After applying the seasonal differencing, the time series looks much more stationary, and the strong 24-hour seasonality in the ACF has been significantly reduced. But we can still see the weekly seasonality so lets remove the weekly seasonality in the same way as 24-hour seasonality.

exploratory_data_analysis_43_0.png

exploratory_data_analysis_43_1.png

ADF Test:
----------------------------------------
ADF Statistic: -26.2230
p-value: 0.0000
Critical Value 1%: -3.4311
Critical Value 5%: -2.8619
Critical Value 10%: -2.5670
----------------------------------------

KPSS Test:
----------------------------------------
KPSS Statistic: 0.0905
p-value: 0.1000
Critical Value 10%: 0.3470
Critical Value 5%: 0.4630
Critical Value 2.5%: 0.5740
Critical Value 1%: 0.7390
----------------------------------------

Stationarity Assessment:
The time series is stationary.

After applying the seasonal differencing, the strong 7-day seasonality in the ACF has been significantly reduced. In summary, clear daily and weekly seasonality suggests that certain times of the day and week consistently see higher or lower transaction rates.

Conclusion from EDA

  • Client Behavior:

    • A majority of clients have a few transactions, but there's a segment with very high transaction frequency, possibly commercial users.
    • Flagging a station as 'favorite' shows a mild correlation with both increased transaction amounts and frequency.
    • The average distance clients travel to refuel varies.

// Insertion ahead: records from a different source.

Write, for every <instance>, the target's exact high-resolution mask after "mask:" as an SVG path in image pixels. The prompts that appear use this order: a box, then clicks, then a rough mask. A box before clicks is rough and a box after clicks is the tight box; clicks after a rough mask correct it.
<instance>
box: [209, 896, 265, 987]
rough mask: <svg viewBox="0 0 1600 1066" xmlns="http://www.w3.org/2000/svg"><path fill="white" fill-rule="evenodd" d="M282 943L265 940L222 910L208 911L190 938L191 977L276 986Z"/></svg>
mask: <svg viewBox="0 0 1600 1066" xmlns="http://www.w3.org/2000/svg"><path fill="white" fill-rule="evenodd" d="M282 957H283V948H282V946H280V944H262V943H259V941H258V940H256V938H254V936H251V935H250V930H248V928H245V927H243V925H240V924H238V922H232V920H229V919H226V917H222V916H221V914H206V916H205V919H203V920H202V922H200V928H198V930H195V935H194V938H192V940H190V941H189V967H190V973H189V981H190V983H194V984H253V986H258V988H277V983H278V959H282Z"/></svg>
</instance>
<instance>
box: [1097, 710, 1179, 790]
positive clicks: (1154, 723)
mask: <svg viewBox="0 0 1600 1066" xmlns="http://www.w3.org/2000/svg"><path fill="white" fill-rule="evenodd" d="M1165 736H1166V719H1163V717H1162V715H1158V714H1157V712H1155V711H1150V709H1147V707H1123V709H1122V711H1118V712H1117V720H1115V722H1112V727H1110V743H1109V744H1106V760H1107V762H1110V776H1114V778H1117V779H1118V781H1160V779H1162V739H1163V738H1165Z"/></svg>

While many opt for stations closer to their residences, a notable proportion doesn't mind traveling further distances. This could be influenced by various factors such as brand preference, fuel quality, pricing, or different kind of users especially commercial truckers.
  • Payment Amounts:

    • There's a consistent pattern in payment amounts, with smaller transactions being more common. However, the frequency of transactions does vary based on the month, day of the week, and hour of the day.
  • Temporal Trends:

    • Transaction rates present daily and weekly patterns, with pronounced spikes observed around 14 to 17 o'clock and particularly on Fridays.